Günlerden bir gün bir fakir, bir ağaç dibinde gölgelenen Hazreti Ali’nin yanına gelir, “Çoluk çocuk ihtiyaç hâlindeyim, ne olur bana biraz yardımda bulun” der. Hazreti Ali hemen yerden avuç içine biraz kum alır, üzerini okumaya başlar, sonra da avucunu açar ki kum tanecikleri altın külçeleri hâline gelmiştir. “Al” der fakire, “İhtiyaçlarını karşıla”. Fakirin gözleri yerlerinden çıkacak gibi olur. “Allah aşkına Ali, ne okudun da böyle oldu?” diye soramadan edemez.

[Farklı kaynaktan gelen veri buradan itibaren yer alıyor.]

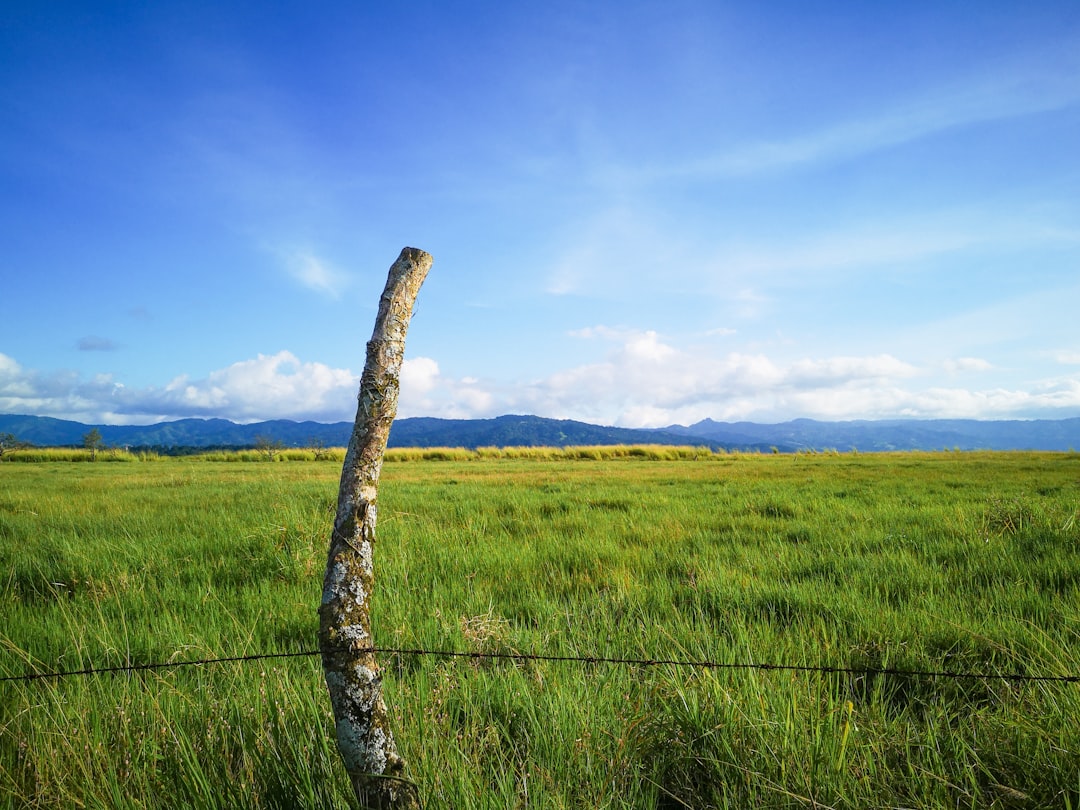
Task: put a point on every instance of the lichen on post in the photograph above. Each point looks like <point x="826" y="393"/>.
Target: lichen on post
<point x="345" y="626"/>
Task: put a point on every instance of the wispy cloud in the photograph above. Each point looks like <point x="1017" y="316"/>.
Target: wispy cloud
<point x="315" y="273"/>
<point x="95" y="343"/>
<point x="1023" y="89"/>
<point x="644" y="380"/>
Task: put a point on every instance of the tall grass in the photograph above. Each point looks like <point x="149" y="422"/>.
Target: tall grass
<point x="917" y="562"/>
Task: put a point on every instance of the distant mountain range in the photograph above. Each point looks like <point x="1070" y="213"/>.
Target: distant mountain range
<point x="531" y="431"/>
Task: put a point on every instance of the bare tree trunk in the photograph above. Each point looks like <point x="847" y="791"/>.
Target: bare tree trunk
<point x="345" y="628"/>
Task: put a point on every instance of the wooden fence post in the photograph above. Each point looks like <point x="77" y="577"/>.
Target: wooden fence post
<point x="345" y="626"/>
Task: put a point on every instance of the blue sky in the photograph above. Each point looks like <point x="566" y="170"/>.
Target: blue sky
<point x="640" y="213"/>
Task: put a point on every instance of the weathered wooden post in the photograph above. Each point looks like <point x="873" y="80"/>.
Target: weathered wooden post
<point x="345" y="625"/>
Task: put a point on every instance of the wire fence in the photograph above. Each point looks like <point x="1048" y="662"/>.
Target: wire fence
<point x="532" y="657"/>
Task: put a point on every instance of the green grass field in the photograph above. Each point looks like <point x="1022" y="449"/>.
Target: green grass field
<point x="941" y="562"/>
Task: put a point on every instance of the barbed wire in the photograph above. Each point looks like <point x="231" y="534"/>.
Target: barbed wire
<point x="537" y="657"/>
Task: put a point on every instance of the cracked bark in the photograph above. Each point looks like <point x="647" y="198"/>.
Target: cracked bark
<point x="345" y="626"/>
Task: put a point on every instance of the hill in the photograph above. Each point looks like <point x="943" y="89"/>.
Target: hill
<point x="530" y="431"/>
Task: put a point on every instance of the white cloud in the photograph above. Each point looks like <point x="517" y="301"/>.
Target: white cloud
<point x="967" y="364"/>
<point x="1049" y="83"/>
<point x="315" y="273"/>
<point x="644" y="380"/>
<point x="418" y="377"/>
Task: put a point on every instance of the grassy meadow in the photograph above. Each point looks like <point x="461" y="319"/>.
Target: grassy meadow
<point x="921" y="562"/>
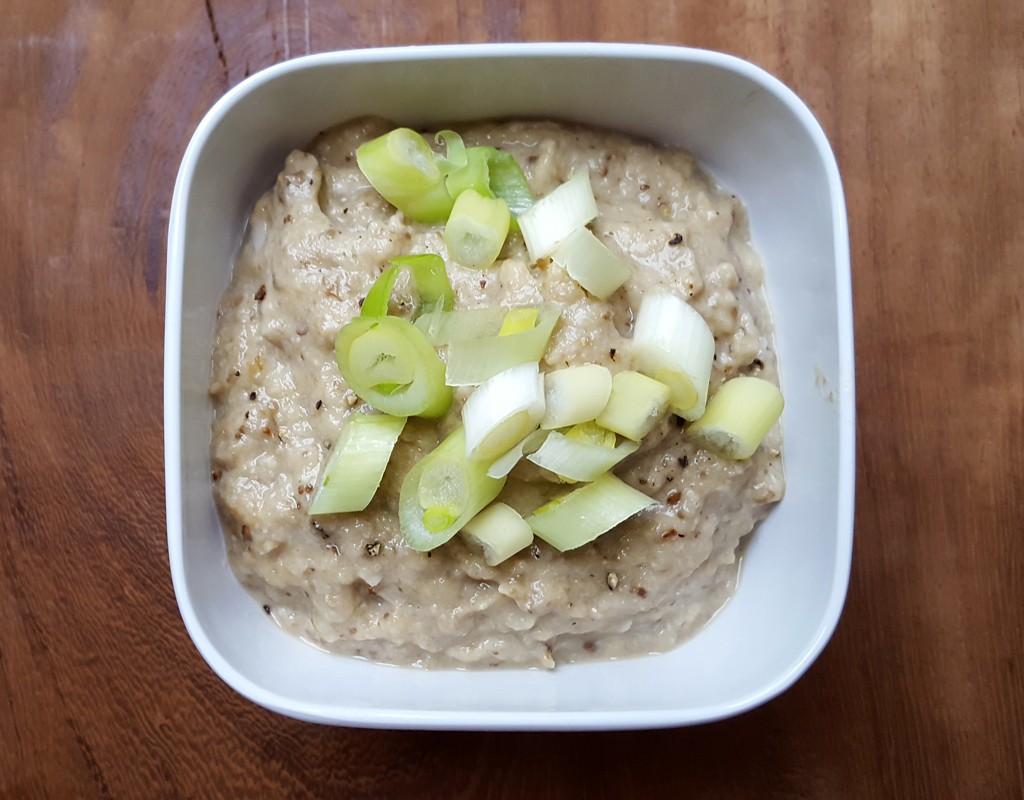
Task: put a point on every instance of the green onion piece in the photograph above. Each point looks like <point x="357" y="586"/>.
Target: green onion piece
<point x="502" y="411"/>
<point x="508" y="181"/>
<point x="636" y="405"/>
<point x="390" y="365"/>
<point x="555" y="216"/>
<point x="472" y="362"/>
<point x="499" y="531"/>
<point x="355" y="466"/>
<point x="441" y="493"/>
<point x="737" y="418"/>
<point x="590" y="263"/>
<point x="504" y="464"/>
<point x="401" y="166"/>
<point x="585" y="513"/>
<point x="672" y="343"/>
<point x="573" y="460"/>
<point x="475" y="174"/>
<point x="574" y="394"/>
<point x="455" y="158"/>
<point x="476" y="229"/>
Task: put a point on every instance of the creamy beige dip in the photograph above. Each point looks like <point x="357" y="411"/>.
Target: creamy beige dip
<point x="347" y="583"/>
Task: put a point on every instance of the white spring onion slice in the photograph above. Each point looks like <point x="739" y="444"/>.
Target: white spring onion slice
<point x="389" y="364"/>
<point x="355" y="466"/>
<point x="499" y="531"/>
<point x="442" y="492"/>
<point x="738" y="416"/>
<point x="574" y="460"/>
<point x="574" y="394"/>
<point x="585" y="513"/>
<point x="401" y="166"/>
<point x="502" y="411"/>
<point x="590" y="263"/>
<point x="636" y="405"/>
<point x="470" y="362"/>
<point x="506" y="463"/>
<point x="553" y="217"/>
<point x="475" y="232"/>
<point x="673" y="344"/>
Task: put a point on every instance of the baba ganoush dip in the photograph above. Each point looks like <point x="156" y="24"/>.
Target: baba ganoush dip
<point x="348" y="583"/>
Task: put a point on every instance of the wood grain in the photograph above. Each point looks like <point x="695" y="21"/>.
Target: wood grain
<point x="920" y="693"/>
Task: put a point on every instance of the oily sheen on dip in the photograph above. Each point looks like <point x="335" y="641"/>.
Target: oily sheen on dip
<point x="348" y="583"/>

Hazreti Ali, “Kur’ân-ı Kerîm, Fâtiha Sûresi’ne gizlenmiştir. Ben de Kur’ân-ı Kerîm’i yani Fatiha Sûresi’ni okudum bu kum taneciklerine” der. Bunu öğrenen fakir durur mu, hemen o da kum taneciklerini alır ve okumaya başlar. Okur, okur, okur… Bakar ki hiçbir değişiklik yok. Döner, tekrar gelir Hazreti Ali’nin yanına ve “Ben de okudum, ama bir şey değişmiyor. Kumlar altın olmuyor” der. Hazreti Ali mahcûb bir şekilde boynunu büker ve şunları söyler: “Ne yapayım, duâ aynı duâ ama okuyan ağız aynı değil. Duâ tamam, lâkin okuyanın ihlâsı ve teveccühü tamam değildir.”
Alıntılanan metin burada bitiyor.